Thursday, March 28, 2024

Judgment officially entered in lead paint case, companies appeal

Lynch

PROVIDENCE, R.I. - Two paint companies found guilty of creating a public nuisance filed Friday in Rhode Island Superior Court their appeals to the state's Supreme Court.

On the same day Superior Court Judge Michael Silverstein entered judgment in favor of the State in Attorney General Patrick Lynch's case, Sherwin Williams Co. and NL Industries filed in Superior Court their notices of appeal to the Supreme Court.

Sherwin Williams' can be found here, while NL Industries' can be found here.

Another defendant, Millennium Holdings, did not file a notice. The three companies were found guilty by a six-member jury on Feb. 22, 2006. Silverstein last month denied their post-trial motions.

"This is a historic day in our continuing fight to protect Rhode Island's children from the harmful consequences of lead poisoning," Lynch said. "For too long, Rhode Island's taxpayers have shouldered the burden of what a jury unanimously found to be a public nuisance from lead in paint."

Lynch filed the case as a public nuisance complaint in order to prevent the defendants from using certain products liability defenses, New Jersey attorney David Nieporent said in this earlier LegalNewsline story.

Nationally known plaintiffs firm Motley Rice helped Lynch file the suit. Estimates say cleanup could cost the three companies well over $1 billion.

William Childs, an assistant professor of law at Western New England College School of Law, said last month that the companies have good reason to appeal and "decent legal arguments as to why the nuisance law shouldn't apply to them."

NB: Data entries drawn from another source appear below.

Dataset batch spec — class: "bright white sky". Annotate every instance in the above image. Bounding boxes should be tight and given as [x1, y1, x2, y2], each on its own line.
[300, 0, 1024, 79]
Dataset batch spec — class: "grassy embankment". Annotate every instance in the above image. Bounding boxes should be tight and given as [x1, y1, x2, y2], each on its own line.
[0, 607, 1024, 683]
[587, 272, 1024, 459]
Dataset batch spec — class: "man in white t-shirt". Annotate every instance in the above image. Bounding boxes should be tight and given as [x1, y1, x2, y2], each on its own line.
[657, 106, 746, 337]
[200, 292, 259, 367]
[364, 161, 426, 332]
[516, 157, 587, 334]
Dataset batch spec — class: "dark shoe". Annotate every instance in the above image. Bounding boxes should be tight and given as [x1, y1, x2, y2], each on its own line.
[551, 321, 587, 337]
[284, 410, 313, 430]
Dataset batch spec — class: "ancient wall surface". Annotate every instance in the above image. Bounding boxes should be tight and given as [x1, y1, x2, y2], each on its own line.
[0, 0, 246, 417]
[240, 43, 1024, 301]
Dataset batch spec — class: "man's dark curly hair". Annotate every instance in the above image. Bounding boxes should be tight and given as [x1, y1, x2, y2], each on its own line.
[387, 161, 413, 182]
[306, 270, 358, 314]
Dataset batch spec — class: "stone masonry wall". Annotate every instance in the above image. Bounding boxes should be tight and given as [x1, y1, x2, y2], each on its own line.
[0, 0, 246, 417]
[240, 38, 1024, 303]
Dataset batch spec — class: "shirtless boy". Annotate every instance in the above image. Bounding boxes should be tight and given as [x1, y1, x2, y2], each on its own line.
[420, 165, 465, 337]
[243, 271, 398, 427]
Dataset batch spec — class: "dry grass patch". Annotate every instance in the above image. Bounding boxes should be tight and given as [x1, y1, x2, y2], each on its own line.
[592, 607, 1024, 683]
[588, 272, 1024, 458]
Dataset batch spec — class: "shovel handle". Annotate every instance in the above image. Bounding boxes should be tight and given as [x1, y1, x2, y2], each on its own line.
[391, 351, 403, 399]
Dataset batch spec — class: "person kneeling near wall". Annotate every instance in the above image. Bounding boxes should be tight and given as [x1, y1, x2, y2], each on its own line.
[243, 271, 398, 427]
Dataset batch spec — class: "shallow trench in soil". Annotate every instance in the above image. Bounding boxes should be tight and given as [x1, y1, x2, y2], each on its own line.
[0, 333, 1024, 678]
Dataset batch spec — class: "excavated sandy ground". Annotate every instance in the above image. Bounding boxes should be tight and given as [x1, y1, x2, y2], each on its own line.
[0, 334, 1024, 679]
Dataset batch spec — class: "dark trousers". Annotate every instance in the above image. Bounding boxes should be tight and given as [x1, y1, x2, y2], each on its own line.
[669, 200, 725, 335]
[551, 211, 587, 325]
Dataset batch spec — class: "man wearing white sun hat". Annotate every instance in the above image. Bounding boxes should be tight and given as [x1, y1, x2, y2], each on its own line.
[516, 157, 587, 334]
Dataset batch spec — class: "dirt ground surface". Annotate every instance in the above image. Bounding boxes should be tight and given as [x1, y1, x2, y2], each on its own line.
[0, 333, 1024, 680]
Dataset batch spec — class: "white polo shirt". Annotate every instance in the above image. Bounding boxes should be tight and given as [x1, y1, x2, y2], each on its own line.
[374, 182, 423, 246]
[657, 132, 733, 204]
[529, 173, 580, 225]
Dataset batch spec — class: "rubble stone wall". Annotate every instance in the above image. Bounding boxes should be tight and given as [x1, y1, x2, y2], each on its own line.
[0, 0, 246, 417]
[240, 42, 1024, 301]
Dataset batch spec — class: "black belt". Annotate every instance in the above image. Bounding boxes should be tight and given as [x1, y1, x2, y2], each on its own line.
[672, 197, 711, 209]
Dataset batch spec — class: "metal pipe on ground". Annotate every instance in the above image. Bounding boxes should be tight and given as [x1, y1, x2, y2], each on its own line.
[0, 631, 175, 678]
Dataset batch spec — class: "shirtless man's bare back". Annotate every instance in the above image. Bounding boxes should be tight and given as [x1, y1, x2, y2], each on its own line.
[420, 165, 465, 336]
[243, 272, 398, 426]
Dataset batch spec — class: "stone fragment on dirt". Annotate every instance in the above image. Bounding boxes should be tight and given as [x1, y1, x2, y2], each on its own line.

Moreover, he says a case as high-profile as this one brought on by an attorney general warrants a fight, since other attorneys general may take Rhode Island's lead.

"You have to fight it every step of the way or you're going to have 50 of them, which might happen anyway," said Childs, who graduated from the University of Texas School of Law and worked in mass tort and intellectual property litigation at Williams & Connolly in Washington, D.C. "You gotta have an appeal. You can't just suck it up and pay off this thing when the exposure is so great."

Rhode Island's first lead paint case ended in 2002 in a mistrial, but the state filed again. Other New England attorneys general like Connecticut's Richard Blumenthal and Vermont's William Sorrell, who claims Vermont children will lose $80 million in earning power over their lifetimes because of lead paint, have been keeping close tabs on the situation.

Childs said that they are probably waiting for Rhode Island's Supreme Court to decide on the matter before they act.

When asked about it at the National Association of Attorneys General spring meeting, Blumenthal said, "We generally make our own decisions" and that the lead-paint issue was not on his "front burner."

The companies argue that Lynch is misrepresenting the spread of lead poisoning and point to a decline in reported cases. They also say landlords who failed to maintain their properties were more responsible than they are, considering they stopped making the paint decades ago.

Cities such as St. Louis, Chicago, Milwaukee and Cincinnati have filed lead paint lawsuits. Recently, Ohio Gov. Ted Strickland vetoed a bill that would have prevented nuisance lawsuits against lead paint manufacturers while putting a $5,000 cap on non-economic damages in consumer protection cases. Ohio Attorney General Marc Dann publicly commended Strickland on the veto.